The Senate majority leader is standing firm in his resolve to not move a muscle on any government funding bill that would not have the president’s approval. That’s earned him scorn among Democrats given that he endorsed a funding bill that didn’t include the president’s much-sought additional border wall funding of more than $5 billion in December.

But aside from some rank-and-file Republicans like Susan Collins of Maine, Lisa Murkowski of Alaska and Cory Gardner of Colorado who say Congress should again pass spending bills that don’t provide additional wall funding, McConnell’s allies say he’s facing little pressure to change his stance as the longest shutdown in history continues.

“They’re going to do what they need to do and advocate for what they believe their constituents want,” said Sen. John Cornyn of Texas, [Pols emphasis] who served as McConnell’s deputy for six years. “But I don’t think that should be confused with what Sen. McConnell’s calculus is, which is: not to go through this effort of passing something the president won’t sign and then going through a potential veto override and all the conflict that would cause.”

That’s a frank admission from Sen. John Cornyn that Gardner and other Republican Senators who claim to support an immediate end to the shutdown are doing so for their own political purposes–in Gardner’s case, political survival, being arguably the most vulnerable Republican Senator up for re-election in 2020.

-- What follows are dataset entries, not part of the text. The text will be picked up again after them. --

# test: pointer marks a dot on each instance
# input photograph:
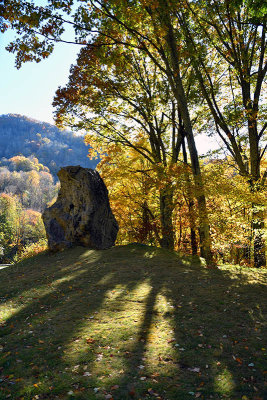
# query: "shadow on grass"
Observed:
(130, 322)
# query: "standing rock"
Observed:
(81, 215)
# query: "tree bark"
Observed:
(166, 210)
(179, 93)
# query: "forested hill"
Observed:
(20, 135)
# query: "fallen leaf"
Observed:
(90, 341)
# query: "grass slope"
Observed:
(131, 322)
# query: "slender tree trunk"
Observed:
(179, 93)
(189, 191)
(166, 211)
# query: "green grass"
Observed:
(131, 322)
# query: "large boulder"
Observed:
(81, 215)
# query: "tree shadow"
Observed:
(179, 330)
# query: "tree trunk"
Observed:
(166, 210)
(257, 235)
(179, 93)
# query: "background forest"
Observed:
(31, 154)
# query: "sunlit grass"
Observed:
(131, 322)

But it doesn’t matter, because Gardner appears to have backtracked almost entirely between then and now:

Yet even the senators who have proposed reopening the government without additional border wall funding don’t fault McConnell. Gardner is up for reelection in 2020 in blue Colorado and has been talking to senators in both parties about ending the shutdown, but he said that McConnell is “trying to find a way forward, just like the rest of us are.” [Pols emphasis]

“Why isn’t there a rebellion on the Democrats’ side?” Gardner said, [Pols emphasis] highlighting the party’s lockstep opposition to giving Trump more than $1.3 billion for fencing.

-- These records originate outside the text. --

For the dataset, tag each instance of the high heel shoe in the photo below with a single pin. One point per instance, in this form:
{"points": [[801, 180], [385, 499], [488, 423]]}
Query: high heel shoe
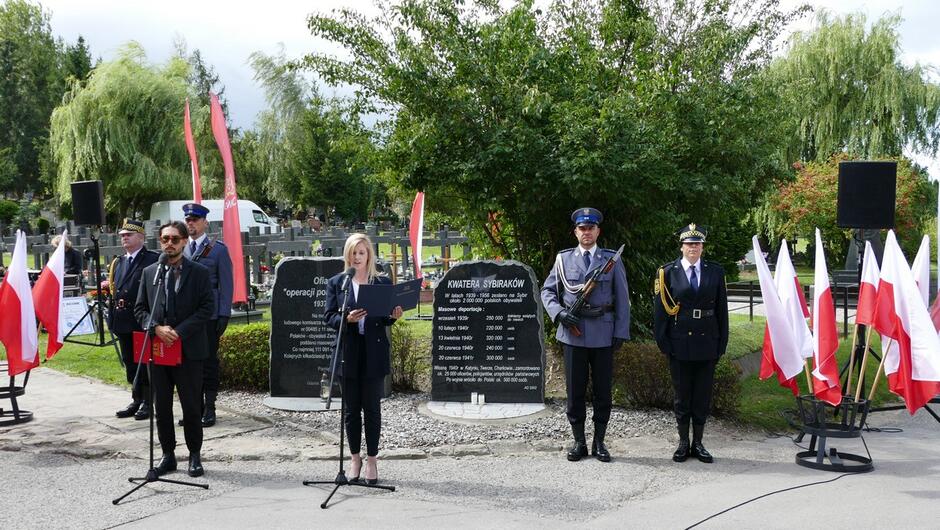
{"points": [[371, 463]]}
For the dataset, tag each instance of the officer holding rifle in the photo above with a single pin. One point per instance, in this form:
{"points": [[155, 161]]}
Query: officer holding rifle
{"points": [[586, 295]]}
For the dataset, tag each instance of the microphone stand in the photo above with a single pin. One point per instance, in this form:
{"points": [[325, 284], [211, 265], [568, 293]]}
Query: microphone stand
{"points": [[339, 359], [152, 470]]}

This is the same Cory Gardner who just after the New Year said he would support the Democratic House’s bills to reopen the government, capitulating to the “lockstep opposition” he’s complaining about today! In truth Gardner started to back away from his new position almost as fast as he staked it out, stockpiling media praise he didn’t deserve–and now instead of placing the blame where it obviously belongs, with his own GOP Senate leadership who refuses to allow a vote on the bills Gardner claims to support, Gardner has reverted to blaming the same Democrats he allied himself with less than two weeks ago.

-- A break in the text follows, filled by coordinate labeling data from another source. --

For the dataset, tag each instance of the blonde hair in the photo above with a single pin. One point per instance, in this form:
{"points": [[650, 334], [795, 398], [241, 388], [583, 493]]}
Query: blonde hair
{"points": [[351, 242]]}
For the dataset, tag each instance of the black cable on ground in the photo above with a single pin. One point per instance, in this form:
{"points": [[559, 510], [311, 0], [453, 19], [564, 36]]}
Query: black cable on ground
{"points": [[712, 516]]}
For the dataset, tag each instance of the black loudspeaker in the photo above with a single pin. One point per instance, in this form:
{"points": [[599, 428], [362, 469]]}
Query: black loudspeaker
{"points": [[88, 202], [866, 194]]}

All told, it’s a classic example of Cory Gardner’s trademark two-faced politics. Of course, knowing this means understanding that Gardner is not going to end the shutdown, in fact if anything his insincere “dissent” is more likely to prolong it. But this long game does give Cory Gardner a chance, paraphrasing Jethro Tull, to skate away on the thin ice of a new day.

And for America’s most vulnerable Senator, that’s all anything is really about now.

Comments

12 thoughts on “Why Mitch McConnell Isn’t Sweating Cory Gardner

  1. Still no word from Cory about how the Wall would address actual problems on the border. A Wall would not stop drugs, which mainly come in through Ports of Entry and could come in via tunnels below, drones above, or boats & submarines on the water.  A Wall certainly would not stop asylum seekers.  A Wall won't impact the 50% or so of those who are here illegally because they overstayed visas.  A Wall did not stop the previous caravans of immigrants.  A Wall does not do anything to help safeguard the women and children as they go through Mexico. A Wall does nothing to encourage migrants to stay where they are, in the economy and social environment around them.